Willie Nelson wrote a song called Too Sick to Pray that describes how a lot of my friends are feeling right now.  Depression, anxiety, injuries and illness, addiction, jobs and bosses, families or the lack of them, are difficult.  When you can’t even walk on the sidewalks because they are so icy and the winter storms keep coming, life can feel even harder.  My friends are wise enough to know there is a spiritual element to our struggle, too.  The living God is inviting us to make a vital connection, and sometimes we can’t get there.

solar systemMy cell group discovered a secret again last week: that the gravity of God’s love can hold us together beyond our individual abilities to stay in any particular orbit.  We imagined floating in outer space, individually feeling at times like we’re drifting off into darkness and nothingness, and then realizing that we’re actually in a path with others, gently and invisibly held in orbit around the sustaining light of Christ.  We talked openly about our struggles then, and imagined how we could even imitate God in the midst of the darkness.   Here are three ideas:

1. Acknowledge entropy.  The world is adept at entropy: the gradual decline into disorder, deterioration, degeneration, degradation, decomposition, & collapse.  I’m not going for the full thermodynamic definition here, but a lot of good relationships and ideas and projects and organizations and governments end up this way: in decline and separation.  Lent is a good time to notice the fear and laziness that makes us entropy-prone. 

2. Be carried by the faith of others when you can’t see your own.  When it’s healthy, the body of Christ works a lot like a healthy physical body.
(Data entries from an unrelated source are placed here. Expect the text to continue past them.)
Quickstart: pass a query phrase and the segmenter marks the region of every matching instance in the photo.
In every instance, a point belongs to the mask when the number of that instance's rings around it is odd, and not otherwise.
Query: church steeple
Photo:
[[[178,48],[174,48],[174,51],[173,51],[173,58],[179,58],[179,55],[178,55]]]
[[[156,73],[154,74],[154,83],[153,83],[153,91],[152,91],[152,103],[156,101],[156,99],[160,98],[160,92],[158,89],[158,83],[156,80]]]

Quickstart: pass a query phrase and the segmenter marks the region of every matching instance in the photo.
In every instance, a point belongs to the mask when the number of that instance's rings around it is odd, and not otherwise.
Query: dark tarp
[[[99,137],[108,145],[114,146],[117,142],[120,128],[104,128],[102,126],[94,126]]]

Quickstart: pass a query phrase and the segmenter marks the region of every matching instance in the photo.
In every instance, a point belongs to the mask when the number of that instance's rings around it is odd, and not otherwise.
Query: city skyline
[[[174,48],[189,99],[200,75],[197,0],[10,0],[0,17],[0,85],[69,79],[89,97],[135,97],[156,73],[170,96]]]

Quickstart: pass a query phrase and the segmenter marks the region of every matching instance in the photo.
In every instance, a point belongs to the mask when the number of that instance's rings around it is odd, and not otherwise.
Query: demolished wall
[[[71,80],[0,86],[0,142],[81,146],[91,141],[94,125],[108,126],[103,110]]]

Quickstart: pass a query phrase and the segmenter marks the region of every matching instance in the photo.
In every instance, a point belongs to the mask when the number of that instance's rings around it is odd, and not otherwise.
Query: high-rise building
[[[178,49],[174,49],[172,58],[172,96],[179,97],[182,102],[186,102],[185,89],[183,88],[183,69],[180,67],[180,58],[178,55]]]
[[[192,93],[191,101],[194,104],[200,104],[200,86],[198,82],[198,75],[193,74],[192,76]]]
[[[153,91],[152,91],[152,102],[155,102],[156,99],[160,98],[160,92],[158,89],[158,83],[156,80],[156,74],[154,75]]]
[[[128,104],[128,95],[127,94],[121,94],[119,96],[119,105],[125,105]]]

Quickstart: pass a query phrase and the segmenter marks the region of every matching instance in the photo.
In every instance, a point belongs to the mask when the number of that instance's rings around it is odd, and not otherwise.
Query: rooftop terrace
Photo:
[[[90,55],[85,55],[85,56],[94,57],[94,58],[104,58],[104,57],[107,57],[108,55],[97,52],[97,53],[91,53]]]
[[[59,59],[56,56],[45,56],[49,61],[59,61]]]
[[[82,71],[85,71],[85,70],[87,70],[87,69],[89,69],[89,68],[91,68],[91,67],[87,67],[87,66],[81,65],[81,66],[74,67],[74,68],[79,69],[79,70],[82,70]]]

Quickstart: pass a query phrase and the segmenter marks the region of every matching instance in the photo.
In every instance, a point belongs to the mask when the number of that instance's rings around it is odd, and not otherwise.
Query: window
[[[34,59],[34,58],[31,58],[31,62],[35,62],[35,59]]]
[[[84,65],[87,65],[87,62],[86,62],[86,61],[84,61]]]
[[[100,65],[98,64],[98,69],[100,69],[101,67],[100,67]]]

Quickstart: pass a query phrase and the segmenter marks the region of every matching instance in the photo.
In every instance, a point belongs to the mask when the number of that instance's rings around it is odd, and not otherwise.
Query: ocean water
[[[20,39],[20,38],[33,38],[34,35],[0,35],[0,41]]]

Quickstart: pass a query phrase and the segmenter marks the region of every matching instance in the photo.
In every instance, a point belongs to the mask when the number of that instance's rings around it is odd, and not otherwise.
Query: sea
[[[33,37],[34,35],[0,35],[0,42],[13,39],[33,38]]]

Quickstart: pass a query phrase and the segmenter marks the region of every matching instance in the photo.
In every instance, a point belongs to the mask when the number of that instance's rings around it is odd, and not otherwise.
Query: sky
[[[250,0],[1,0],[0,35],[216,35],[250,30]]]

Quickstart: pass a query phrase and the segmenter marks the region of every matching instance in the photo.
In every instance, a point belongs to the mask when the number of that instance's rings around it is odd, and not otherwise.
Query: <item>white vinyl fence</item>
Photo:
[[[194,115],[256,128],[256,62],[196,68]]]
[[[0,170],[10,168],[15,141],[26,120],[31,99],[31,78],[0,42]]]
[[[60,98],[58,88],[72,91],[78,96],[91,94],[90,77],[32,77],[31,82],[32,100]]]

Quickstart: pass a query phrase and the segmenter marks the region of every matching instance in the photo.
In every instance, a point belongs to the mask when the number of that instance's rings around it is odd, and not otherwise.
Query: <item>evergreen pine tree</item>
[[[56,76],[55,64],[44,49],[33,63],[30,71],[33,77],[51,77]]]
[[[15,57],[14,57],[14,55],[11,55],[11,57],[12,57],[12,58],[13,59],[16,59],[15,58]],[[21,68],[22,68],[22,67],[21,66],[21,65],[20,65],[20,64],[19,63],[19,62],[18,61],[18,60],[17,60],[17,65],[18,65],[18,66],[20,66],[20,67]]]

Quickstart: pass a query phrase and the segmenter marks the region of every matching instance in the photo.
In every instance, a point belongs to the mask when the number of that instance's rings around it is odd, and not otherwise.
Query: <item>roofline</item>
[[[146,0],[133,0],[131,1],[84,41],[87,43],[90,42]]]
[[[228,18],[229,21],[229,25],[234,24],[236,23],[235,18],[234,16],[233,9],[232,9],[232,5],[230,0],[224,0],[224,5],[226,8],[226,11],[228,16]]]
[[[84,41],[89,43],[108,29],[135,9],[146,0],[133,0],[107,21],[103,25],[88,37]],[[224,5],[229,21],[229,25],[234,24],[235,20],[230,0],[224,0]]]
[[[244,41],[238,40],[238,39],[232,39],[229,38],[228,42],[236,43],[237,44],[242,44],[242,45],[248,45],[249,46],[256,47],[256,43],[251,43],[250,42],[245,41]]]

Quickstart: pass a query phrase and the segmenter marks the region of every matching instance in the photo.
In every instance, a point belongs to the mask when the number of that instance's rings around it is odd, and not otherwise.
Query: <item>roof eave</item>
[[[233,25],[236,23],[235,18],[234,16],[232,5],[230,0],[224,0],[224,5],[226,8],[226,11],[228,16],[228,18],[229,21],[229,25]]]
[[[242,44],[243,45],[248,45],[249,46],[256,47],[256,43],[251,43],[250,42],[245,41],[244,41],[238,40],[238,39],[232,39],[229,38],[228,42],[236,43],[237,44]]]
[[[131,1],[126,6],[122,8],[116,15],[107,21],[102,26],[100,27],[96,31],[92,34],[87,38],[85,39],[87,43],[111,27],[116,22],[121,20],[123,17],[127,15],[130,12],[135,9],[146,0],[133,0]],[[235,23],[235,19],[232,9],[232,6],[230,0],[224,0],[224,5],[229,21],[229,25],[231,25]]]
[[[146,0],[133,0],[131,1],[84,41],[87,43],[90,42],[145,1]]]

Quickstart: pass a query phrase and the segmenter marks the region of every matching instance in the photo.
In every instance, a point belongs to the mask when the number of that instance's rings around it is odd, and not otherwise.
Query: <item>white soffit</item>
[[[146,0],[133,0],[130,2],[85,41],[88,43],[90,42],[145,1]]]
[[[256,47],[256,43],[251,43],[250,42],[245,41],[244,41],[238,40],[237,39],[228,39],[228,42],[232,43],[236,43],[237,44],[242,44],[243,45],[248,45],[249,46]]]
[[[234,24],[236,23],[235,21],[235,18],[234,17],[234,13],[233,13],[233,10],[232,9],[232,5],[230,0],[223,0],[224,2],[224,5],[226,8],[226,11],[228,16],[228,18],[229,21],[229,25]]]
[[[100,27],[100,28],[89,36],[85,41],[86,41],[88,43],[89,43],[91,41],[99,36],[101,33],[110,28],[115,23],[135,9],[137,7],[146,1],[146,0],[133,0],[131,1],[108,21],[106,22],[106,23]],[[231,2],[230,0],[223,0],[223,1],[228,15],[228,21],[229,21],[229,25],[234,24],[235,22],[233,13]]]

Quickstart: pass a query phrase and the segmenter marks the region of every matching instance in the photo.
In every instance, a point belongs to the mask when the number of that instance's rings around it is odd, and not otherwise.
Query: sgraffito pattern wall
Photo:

When one part is sick, the other parts carry it and help bring it to healing.  We bear one another’s burdens. We suffer together and become whole.  Just showing up to a meeting can help us sense the safety and encouragement of the body we are a part of, even when we are disconnected.  We get gently surrounded by the love of God and reminded of who we really are: beloved of God and significant to others.

3.  Keep talking.  One of our convictions as a Circle of Hope is that dialogue keeps us connected and protects our gravity.  Verbalizing our struggles brings them into the light.  Opening up gives us a chance to know and support one another.  This is how we grow and expand.  Communication in love creates gravity and mutuality that can overcome entropy.

In Christ, we get into an orbit that holds things together in love.  We get into something lasting, and become the presence of the future.  The power of the Spirit is greater than the powers of entropy.   Together we generate gravity that is strong enough to include our sin-sick selves, and others.   Even in our struggle we can reflect the love of God and shine.